O vice-presidente Geraldo Alckmin (PSB) defendeu, nesta terça-feira (5), a implementação de mandatos para ministros do Supremo Tribunal Federal (STF), posicionamento que contraria a atual vitaliciedade dos membros da Corte. A proposta surge em um momento de intensa discussão sobre uma reforma no Poder Judiciário, pauta impulsionada por declarações recentes do ministro Flávio Dino.
Alckmin expressou sua visão durante entrevista à GloboNews, afirmando: “Tem que ter mandato. Esse negócio de vitaliciedade, sempre defendi mandato. Cumpre o mandato, prestou serviço ao País; substitui, coloca outro. Acho que é um bom caminho na reforma do Judiciário”.
O que aconteceu
- Alckmin defende mandato para ministros do STF, propondo o fim da vitaliciedade para membros da Corte.
- A declaração ocorre em meio a um debate nacional sobre a reforma do Poder Judiciário, intensificado por propostas de Flávio Dino.
- Pesquisa recente indica baixa confiança pública no STF, que foi a segunda instituição mais mal avaliada pelos entrevistados.
A discussão sobre a necessidade de reformas no sistema judiciário brasileiro ganha força em um cenário onde o Supremo Tribunal Federal enfrenta crescente desgaste. Críticas recorrentes da direita bolsonarista e de parte significativa do Congresso Nacional contribuem para essa percepção negativa, além da repercussão de casos como o do Banco Master, que trouxe à tona menções a ministros da Corte.

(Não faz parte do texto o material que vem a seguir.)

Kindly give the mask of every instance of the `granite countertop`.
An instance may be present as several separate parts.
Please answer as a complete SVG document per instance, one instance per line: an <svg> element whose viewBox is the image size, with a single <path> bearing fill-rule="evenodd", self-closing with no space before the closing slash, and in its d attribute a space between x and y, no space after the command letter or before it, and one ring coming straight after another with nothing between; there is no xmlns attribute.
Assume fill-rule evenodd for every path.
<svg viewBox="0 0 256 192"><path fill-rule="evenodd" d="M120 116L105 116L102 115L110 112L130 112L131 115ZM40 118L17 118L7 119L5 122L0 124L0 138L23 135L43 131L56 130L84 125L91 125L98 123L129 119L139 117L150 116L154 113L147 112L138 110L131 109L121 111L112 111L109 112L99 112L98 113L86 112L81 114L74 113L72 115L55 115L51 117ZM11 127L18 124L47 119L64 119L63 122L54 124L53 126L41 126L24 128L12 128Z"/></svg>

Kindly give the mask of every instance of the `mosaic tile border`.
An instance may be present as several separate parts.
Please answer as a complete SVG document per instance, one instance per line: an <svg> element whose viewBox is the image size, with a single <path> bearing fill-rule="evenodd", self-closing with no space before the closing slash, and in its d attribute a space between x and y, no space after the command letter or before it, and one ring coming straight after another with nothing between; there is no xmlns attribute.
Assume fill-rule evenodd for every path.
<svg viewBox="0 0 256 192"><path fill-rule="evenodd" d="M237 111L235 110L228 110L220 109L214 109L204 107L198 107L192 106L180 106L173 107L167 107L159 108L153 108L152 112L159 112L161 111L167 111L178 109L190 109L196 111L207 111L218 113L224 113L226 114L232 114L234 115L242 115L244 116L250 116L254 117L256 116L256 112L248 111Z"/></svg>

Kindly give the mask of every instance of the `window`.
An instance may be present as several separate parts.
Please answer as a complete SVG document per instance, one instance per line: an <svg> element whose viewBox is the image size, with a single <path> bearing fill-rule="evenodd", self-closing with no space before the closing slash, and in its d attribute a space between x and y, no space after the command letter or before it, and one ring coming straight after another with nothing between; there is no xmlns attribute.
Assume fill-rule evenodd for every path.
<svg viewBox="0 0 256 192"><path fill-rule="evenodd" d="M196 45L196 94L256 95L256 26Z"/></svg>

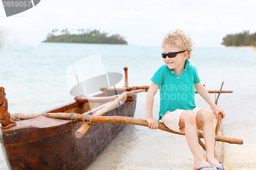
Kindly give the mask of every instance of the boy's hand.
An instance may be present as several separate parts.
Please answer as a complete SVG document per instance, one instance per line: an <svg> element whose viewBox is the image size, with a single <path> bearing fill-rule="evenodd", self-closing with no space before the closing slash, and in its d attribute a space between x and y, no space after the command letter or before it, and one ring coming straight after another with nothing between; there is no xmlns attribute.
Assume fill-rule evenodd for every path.
<svg viewBox="0 0 256 170"><path fill-rule="evenodd" d="M223 109L219 107L218 106L216 106L214 108L212 108L212 110L214 110L214 113L215 114L215 115L216 116L216 119L218 120L219 118L219 113L222 113L222 118L224 118L225 112L223 110Z"/></svg>
<svg viewBox="0 0 256 170"><path fill-rule="evenodd" d="M148 123L148 128L151 129L158 129L159 122L153 117L147 117L146 122Z"/></svg>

Por que a reforma do Judiciário é pauta?
A impopularidade do STF também se tornou um instrumento na corrida eleitoral, com diversos candidatos utilizando ataques ao tribunal como estratégia para tentar consolidar suas bases e projeções políticas.

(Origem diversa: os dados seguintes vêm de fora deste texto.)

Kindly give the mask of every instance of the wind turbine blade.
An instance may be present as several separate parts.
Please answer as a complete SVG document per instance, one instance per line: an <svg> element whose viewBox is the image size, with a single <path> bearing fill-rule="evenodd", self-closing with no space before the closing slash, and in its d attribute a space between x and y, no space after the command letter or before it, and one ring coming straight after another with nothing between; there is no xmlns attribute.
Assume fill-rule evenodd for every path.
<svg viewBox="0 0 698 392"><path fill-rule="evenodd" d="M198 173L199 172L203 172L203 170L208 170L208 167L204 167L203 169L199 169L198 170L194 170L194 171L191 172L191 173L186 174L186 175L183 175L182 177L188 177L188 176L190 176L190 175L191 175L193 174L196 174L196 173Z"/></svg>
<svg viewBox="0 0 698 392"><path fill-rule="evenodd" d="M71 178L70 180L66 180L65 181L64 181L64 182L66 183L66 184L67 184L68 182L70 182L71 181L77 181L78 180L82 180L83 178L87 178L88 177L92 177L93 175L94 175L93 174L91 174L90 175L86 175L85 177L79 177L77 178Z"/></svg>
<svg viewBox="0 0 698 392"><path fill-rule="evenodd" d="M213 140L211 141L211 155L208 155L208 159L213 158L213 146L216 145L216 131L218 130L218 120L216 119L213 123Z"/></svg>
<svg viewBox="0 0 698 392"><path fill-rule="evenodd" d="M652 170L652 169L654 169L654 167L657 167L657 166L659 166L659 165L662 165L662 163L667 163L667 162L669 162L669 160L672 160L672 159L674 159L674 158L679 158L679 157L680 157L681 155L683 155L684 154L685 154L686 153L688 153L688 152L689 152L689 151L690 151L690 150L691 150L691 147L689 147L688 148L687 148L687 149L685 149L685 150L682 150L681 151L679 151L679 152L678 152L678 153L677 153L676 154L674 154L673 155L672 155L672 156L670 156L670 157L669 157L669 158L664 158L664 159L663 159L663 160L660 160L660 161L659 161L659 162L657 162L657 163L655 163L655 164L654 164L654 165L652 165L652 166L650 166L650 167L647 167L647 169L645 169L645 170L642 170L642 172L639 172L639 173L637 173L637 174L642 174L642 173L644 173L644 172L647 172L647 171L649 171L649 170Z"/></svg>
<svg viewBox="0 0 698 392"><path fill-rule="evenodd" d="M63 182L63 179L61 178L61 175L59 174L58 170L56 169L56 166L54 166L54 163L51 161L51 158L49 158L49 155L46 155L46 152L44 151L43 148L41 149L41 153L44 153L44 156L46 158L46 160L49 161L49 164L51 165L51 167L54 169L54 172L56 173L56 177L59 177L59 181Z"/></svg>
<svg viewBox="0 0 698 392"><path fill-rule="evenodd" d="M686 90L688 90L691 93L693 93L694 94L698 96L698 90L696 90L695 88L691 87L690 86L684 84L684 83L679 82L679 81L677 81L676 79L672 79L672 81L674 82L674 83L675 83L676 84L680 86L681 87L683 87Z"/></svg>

Em resposta a essa crise de imagem, o presidente do STF, ministro Luís Roberto Barroso, tem defendido a criação de um código de ética para os membros da Corte. A medida é vista como uma forma de defesa e busca aumentar a credibilidade e a confiança pública na instituição. Anteriormente, o ministro Edson Fachin também levantou a pauta.
Já o ministro Flávio Dino (PSB-MA) tem sido um dos principais defensores públicos de uma reforma abrangente do Poder Judiciário, com propostas que incluem desde mudanças no código penal até novas regras para o uso de inteligência artificial na área. Sua atuação tem sido fundamental para manter o tema em evidência no debate político.
Qual a percepção pública sobre o STF?
Uma pesquisa RealTime Big Data, divulgada também nesta terça-feira (5), reforça o cenário de desconfiança. O levantamento mostrou que o STF foi a segunda instituição mais mal-avaliada pelos entrevistados, com 55% afirmando não confiar na Suprema Corte. Apenas 36% disseram confiar na instituição, e 9% não souberam ou preferiram não responder, evidenciando um desafio significativo para a imagem do Judiciário no país.